This one is from Chapter 3.
Terrill was almost home.
They would be home too soon. A bleak prospect, that. Da would be gone; and everyone would be talking about him, on and on. And Terrill would have to take on some new role, whatever it might be, or whatever his family might decide it should be.
It could be a long time before he went anywhere again.
The pain of giving up the journey he would have made with the friends of his year, the joyful adventure that he would never experience, pierced him afresh, a pang as cold as the season to come.
And this cold season, Da would not be there building up the fire, or draping a blanket over Ma as she slept, or preparing the garden for its coming nap. Terrill would never again see him come in from the garden, smelling of soil and fresh air, rubbing his hands together to warm them, spreading the dirt on them in the process.

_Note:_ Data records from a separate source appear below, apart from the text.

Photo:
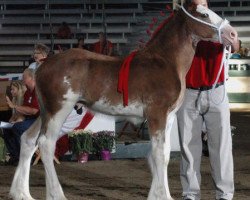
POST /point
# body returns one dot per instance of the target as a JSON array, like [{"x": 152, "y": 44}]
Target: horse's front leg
[
  {"x": 46, "y": 145},
  {"x": 20, "y": 185},
  {"x": 159, "y": 158}
]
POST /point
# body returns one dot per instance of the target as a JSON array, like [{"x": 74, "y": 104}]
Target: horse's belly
[{"x": 134, "y": 109}]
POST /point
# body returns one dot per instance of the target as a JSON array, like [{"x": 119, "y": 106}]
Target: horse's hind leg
[
  {"x": 20, "y": 185},
  {"x": 159, "y": 157}
]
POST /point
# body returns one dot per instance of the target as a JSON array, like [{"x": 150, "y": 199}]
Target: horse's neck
[{"x": 174, "y": 44}]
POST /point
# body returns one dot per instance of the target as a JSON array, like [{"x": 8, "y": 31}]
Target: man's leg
[
  {"x": 220, "y": 145},
  {"x": 190, "y": 125}
]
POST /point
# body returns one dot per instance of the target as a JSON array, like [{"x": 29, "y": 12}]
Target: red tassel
[
  {"x": 155, "y": 20},
  {"x": 168, "y": 8},
  {"x": 149, "y": 32},
  {"x": 151, "y": 26},
  {"x": 163, "y": 14}
]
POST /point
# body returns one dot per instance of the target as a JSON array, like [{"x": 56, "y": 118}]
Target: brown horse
[{"x": 156, "y": 85}]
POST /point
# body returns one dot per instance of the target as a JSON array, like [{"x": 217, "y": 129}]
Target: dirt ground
[{"x": 130, "y": 179}]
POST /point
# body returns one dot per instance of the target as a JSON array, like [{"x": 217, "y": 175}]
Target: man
[
  {"x": 103, "y": 46},
  {"x": 202, "y": 104},
  {"x": 30, "y": 109},
  {"x": 41, "y": 52}
]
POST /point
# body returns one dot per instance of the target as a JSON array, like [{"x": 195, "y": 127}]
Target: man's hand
[{"x": 9, "y": 102}]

A scene he had forgotten — that he had wanted to forget — came back to him, as clearly if he had remembered it over and over. He was very young. His father’s mother had been sick, moving slowly, not talking much; and then she had gone away, hugging him as tightly as she still could, and Da had gone with her. And after a long time, more days than Terrill could count yet, Da had come home again. He had come through the door, and looked around, stared around, as if everything had become strange and different while he was gone. It had scared Terrill enough to make him cry.
What would it be like for Terrill to walk through that door, with his father gone?